Clueless-Community / scrape-up

A web-scraping-based python package that enables you to scrape data from various platforms like GitHub, Twitter, Instagram, or any useful website.
https://pypi.org/project/scrape-up/
MIT License
243 stars 248 forks source link

Scraping support for Reddit [GSSoC'23] #173

Closed Prachi-Jain01 closed 12 months ago

Prachi-Jain01 commented 1 year ago

Proposed Method:

Create a wrapper over Reddit API to add support for scraping Reddit.

Directory:

scrape-up/src/scrape_up/reddit

I would like to work on this issue as a part of GSSoC'23. @nikhil25803 Could you please assign it to me?

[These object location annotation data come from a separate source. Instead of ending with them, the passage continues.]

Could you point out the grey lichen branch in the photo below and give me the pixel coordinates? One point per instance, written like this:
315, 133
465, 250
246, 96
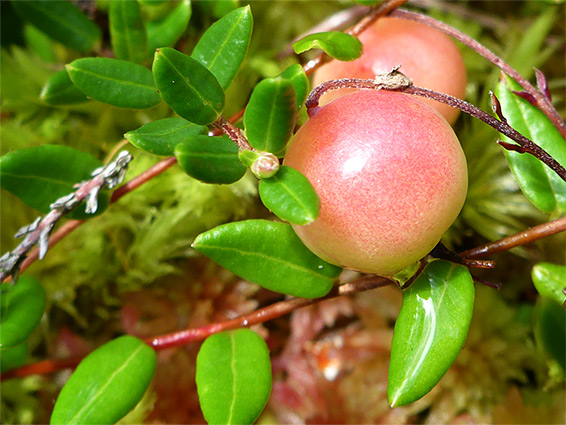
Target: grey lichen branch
38, 232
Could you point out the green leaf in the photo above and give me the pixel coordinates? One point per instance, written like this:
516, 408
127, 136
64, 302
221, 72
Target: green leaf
223, 47
270, 254
430, 330
367, 2
166, 32
160, 137
22, 307
270, 116
298, 77
550, 281
60, 90
233, 377
42, 174
217, 8
127, 31
550, 329
530, 52
107, 384
39, 43
542, 186
14, 357
210, 159
336, 44
62, 21
290, 196
187, 86
116, 82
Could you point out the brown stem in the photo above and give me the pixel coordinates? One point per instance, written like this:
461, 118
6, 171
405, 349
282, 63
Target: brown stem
262, 315
541, 99
522, 238
382, 83
375, 13
233, 132
198, 334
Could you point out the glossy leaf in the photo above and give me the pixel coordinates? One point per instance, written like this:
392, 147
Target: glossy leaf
290, 196
210, 159
127, 31
42, 174
223, 47
298, 77
430, 330
269, 118
116, 82
11, 358
166, 32
62, 21
60, 90
22, 307
542, 186
233, 377
270, 254
336, 44
152, 3
187, 86
550, 281
367, 2
160, 137
550, 329
107, 384
217, 8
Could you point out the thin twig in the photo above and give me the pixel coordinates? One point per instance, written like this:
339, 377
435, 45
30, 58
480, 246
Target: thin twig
522, 238
38, 232
233, 132
188, 336
542, 101
385, 82
375, 13
264, 314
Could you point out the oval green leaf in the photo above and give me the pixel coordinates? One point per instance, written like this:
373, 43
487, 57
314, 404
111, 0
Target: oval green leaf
224, 45
127, 31
270, 254
339, 45
210, 159
42, 174
22, 307
233, 377
116, 82
550, 281
430, 330
39, 43
62, 21
14, 357
107, 384
290, 196
298, 77
166, 32
160, 137
60, 90
269, 118
550, 329
187, 86
542, 186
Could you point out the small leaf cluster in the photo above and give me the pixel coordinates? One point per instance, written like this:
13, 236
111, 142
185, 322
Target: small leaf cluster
147, 72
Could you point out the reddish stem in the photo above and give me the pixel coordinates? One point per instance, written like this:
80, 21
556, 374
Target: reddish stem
522, 238
543, 102
188, 336
390, 82
375, 13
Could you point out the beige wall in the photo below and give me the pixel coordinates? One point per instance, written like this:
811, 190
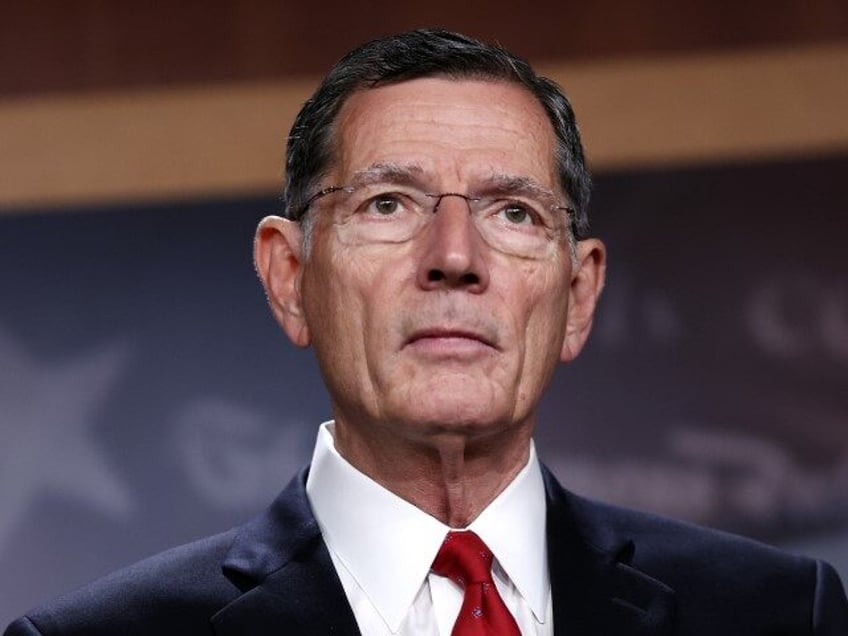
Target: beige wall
167, 143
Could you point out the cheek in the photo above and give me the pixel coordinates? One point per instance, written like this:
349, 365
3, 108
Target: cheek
546, 309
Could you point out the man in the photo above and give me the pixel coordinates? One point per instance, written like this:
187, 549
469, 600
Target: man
434, 256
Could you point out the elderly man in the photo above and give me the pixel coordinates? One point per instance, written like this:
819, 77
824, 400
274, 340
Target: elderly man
433, 253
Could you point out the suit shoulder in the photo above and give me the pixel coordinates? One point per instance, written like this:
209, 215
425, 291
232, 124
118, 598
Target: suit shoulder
659, 539
175, 591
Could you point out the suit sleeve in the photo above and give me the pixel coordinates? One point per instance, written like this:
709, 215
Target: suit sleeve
830, 608
22, 627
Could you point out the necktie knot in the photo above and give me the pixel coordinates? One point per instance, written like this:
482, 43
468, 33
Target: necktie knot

Prachi-Jain01 commented 1 year ago

@nikhil25803 Could you please assign this issue to me?

shubham725809 commented 1 year ago

please assign this to me

nikhil25803 commented 1 year ago

Sure @Prachi-Jain01, go give it a try :))

BabarRasheed commented 1 year ago

Hi, I'm Babar Rasheed (Contributor GSSOC'23) Many websites don't offer API so to tackle this we can use Web Scraping to access data in easy and structured manner. Python libraries like bs4, BeautifulSoup, Scrapy, Selenium, etc. are generally used for web scraping. Here I'm willing to apply these libraries and use an effective way of Multiprocessing to speed up Web Scraping. Multiprocessing is very helpful when multiple URLs are scraped to get the data. It will perform scraping on multiple URLs thus saving our time.